*author order is alphabetic.
There has been a flurry of recent papers proposing new RL methods that claim to improve the “reasoning abilities” in language models. The most recent ones, which show improvements with random or no external rewards have led to a lot of surprise and excitement.
We analyzed 7 popular LLM RL papers (100+ to 3000+ likes, 50k+ to 500k+ views on X) including “Spurious Rewards”, “RL from 1 example”, and 3 papers exploring “Intrinsic Confidence Rewards”. We found that in most of these papers it is actually not clear what the improvement of different RL methods is. This is because the baseline numbers of the pre-RL models are significantly underreported compared to official numbers in the Qwen releases, or other standardized evaluations (for example in the Sober Reasoning paper). In quite a few cases, the post-RL model performance is actually worse than the (correctly evaluated) pre-RL baseline they start from. This means the elicitation these works achieve with RL, could also be replicated without any weight updates or finetuning. Here, we do not mean non-standard elicitation of latent capabilities, just what can be achieved by fixing prompting and generation hyperparameters. These include using correct formats and better ways to parse answers from responses, using recommended sampling temperatures, using the same max_output_tokens, and using few-shot prompting to improve format-following. If the RL-training primarily teaches the model to better work with the evaluation format — it doesn’t deliver on new reasoning abilities as we hope.
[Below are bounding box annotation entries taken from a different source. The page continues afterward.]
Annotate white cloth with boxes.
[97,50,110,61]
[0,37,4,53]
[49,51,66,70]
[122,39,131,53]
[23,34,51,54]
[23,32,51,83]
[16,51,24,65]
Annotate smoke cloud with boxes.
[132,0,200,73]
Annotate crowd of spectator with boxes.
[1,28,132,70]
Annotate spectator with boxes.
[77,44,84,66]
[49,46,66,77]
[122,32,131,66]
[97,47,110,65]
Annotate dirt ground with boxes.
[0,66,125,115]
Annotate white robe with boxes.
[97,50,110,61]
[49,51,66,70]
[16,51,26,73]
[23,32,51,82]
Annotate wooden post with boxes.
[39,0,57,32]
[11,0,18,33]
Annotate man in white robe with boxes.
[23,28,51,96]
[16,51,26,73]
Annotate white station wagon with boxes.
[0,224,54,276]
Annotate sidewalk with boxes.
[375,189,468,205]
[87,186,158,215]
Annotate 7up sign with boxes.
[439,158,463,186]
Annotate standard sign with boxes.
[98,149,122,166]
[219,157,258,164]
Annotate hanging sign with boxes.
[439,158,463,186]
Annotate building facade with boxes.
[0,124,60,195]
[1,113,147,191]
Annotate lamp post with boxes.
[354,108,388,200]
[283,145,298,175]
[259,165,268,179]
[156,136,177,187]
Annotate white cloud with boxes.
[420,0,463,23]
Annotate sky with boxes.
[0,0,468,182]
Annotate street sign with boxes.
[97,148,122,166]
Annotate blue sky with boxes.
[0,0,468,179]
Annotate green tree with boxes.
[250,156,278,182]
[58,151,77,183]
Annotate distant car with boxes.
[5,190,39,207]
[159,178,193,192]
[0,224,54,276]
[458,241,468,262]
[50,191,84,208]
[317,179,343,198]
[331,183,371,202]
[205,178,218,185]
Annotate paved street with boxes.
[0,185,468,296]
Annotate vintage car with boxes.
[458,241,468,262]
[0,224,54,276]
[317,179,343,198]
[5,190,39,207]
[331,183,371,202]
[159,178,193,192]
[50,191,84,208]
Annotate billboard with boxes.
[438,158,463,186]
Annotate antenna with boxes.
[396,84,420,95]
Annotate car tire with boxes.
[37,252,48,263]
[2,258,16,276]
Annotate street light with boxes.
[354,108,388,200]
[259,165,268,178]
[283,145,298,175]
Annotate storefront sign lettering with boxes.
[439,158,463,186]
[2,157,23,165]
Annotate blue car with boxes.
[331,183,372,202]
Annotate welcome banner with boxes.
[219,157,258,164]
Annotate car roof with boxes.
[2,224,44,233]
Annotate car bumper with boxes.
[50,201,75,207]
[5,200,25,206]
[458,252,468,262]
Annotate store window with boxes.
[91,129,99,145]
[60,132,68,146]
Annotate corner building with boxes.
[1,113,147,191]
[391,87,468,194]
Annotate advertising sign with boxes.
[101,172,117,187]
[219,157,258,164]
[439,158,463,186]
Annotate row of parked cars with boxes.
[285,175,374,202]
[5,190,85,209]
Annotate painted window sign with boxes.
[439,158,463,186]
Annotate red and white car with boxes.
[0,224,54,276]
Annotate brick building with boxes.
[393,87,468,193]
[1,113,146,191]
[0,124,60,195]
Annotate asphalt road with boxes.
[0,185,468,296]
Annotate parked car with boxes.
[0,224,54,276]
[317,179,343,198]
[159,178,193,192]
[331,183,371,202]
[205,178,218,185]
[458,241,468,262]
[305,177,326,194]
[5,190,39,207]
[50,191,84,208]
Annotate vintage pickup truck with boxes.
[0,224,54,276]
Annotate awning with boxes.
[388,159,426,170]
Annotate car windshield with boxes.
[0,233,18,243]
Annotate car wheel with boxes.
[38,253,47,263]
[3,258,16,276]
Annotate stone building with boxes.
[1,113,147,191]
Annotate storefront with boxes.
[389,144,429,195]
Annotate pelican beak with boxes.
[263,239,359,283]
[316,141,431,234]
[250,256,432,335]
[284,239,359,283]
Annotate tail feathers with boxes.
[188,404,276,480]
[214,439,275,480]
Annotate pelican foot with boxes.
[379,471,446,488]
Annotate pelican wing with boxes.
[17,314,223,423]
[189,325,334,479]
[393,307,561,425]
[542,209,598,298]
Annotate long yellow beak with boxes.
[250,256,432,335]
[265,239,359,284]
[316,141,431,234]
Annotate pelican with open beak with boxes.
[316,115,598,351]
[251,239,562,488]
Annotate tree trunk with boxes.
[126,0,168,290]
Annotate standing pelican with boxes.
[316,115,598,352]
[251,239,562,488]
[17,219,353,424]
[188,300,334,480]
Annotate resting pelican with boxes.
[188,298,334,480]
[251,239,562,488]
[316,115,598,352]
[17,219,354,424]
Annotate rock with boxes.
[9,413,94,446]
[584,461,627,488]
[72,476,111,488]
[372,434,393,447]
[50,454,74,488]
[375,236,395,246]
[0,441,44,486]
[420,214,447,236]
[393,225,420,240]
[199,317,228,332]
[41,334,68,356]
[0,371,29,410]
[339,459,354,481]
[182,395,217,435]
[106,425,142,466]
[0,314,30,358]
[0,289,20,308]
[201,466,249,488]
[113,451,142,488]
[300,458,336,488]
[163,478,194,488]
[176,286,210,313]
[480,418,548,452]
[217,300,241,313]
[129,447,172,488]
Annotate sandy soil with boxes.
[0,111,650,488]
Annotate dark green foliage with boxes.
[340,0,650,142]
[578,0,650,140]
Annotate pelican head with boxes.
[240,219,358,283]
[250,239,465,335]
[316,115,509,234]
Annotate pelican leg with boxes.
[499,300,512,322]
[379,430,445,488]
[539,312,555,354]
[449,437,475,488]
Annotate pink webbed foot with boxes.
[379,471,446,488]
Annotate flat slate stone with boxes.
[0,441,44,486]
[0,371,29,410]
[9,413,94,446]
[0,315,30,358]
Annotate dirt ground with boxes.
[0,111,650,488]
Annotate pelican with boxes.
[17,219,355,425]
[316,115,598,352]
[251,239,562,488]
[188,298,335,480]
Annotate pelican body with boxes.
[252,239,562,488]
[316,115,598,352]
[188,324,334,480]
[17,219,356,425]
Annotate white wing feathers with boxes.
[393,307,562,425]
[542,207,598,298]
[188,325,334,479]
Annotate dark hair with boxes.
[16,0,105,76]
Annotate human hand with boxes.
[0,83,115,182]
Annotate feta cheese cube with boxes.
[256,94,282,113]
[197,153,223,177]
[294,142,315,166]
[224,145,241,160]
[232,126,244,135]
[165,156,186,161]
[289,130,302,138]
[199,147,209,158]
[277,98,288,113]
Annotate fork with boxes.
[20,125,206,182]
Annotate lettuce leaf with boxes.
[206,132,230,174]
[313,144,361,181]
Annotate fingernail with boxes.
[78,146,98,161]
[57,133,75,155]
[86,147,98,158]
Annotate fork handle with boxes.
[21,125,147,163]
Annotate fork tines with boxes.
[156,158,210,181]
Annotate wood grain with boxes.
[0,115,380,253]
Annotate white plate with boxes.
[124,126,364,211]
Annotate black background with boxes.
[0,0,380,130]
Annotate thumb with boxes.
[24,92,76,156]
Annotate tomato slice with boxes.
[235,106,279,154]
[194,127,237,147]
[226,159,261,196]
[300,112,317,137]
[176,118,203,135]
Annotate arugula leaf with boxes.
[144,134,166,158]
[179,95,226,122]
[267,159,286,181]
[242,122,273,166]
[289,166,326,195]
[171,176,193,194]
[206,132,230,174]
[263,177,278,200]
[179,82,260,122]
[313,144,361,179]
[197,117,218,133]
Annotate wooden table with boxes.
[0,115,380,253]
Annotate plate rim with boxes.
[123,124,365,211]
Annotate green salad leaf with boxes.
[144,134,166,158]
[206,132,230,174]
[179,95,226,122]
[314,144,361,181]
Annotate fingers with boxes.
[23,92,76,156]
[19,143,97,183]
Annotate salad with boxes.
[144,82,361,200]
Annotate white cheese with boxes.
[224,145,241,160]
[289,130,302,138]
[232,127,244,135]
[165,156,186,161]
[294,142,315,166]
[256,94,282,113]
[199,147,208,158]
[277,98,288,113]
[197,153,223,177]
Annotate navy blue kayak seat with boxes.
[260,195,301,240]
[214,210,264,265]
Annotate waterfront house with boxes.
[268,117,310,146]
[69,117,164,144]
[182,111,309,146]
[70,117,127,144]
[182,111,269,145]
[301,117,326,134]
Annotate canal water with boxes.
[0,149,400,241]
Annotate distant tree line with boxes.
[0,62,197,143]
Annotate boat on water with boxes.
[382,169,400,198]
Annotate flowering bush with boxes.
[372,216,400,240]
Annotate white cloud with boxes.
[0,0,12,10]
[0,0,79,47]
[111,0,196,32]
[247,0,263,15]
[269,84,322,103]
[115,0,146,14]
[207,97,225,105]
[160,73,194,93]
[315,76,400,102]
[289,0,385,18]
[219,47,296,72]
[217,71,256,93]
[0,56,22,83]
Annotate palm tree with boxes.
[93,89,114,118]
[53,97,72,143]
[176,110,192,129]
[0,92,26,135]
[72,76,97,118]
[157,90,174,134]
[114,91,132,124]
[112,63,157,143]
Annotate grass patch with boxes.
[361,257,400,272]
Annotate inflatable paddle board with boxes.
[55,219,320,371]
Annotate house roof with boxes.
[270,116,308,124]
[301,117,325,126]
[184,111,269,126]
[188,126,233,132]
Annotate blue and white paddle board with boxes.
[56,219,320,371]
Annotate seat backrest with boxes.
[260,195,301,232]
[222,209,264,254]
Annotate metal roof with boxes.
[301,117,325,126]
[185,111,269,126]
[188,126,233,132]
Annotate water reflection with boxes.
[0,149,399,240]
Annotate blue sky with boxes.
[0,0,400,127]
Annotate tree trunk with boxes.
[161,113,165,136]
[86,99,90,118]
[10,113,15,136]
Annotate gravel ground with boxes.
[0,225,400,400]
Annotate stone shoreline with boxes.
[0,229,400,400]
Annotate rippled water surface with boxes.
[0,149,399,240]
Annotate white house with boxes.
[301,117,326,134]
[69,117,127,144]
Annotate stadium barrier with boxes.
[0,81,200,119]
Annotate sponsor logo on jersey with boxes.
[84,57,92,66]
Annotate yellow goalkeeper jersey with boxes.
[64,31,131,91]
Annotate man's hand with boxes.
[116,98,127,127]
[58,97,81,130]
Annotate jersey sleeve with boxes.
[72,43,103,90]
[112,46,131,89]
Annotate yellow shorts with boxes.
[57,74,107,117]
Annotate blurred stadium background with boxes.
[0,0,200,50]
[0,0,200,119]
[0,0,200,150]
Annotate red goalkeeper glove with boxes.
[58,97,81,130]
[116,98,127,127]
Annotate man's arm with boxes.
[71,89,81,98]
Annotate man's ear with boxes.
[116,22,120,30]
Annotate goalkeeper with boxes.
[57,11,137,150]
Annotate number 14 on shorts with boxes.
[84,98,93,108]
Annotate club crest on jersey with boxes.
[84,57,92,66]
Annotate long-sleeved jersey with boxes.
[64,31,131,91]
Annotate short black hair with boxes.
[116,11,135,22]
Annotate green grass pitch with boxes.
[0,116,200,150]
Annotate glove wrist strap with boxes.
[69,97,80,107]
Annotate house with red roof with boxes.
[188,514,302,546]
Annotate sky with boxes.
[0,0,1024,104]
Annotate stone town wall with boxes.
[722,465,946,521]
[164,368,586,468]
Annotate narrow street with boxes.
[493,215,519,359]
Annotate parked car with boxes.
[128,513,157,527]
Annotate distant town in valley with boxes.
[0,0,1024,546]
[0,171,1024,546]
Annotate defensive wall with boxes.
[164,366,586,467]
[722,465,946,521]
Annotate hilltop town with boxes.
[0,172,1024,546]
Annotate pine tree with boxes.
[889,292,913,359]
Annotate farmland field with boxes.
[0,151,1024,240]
Going forward, we hope paper releases are accompanied with at least open-weight checkpoints on HuggingFace, and sample-level outputs of the model for the reported evaluation numbers.
Snapshot: MATH 500 Results
We now go through each recent paper one by one, discussing their main claim, showing possible discrepancies between reported and actual accuracies of the starting model, before RL, and how this discrepancy could affect their main RL claims. To show the discrepancy, we simply compare the accuracy scores reported in the papers with the numbers in the official releases or standardized evaluations from Sober Reasoning. For each paper, we try to guess what might have gone wrong in the evaluation, when information about the evaluation settings is provided.
Note that both Sober reasoning and Qwen2.5 use standard, simple prompts. There is no prompt engineering involved. The former uses 0-shot, the latter few-shot. While comparing some of the post-RL numbers, if 0-shot, to Qwen’s few-shot evaluation is not fully fair, since the claims are that RL leads to improved “reasoning abilities”, it should at least beat the no-cost baseline of few-shot/CoT prompting.
“We show that reinforcement learning with verifiable rewards (RLVR) can elicit strong mathematical reasoning in certain models even with spurious rewards that have little, no, or even negative correlation with the correct answer. For example, RLVR improves MATH-500 performance for Qwen2.5-Math-7B in absolute points by 21.4% (random reward), 16.4% (format reward), 24.6% (incorrect label), 24.4% (1-shot RL), and 26.5% (majority voting)—nearly matching the 28.8% gained with ground truth rewards. However, the spurious rewards that work for Qwen often fail to yield gains with other model families like Llama3 or OLMo2.”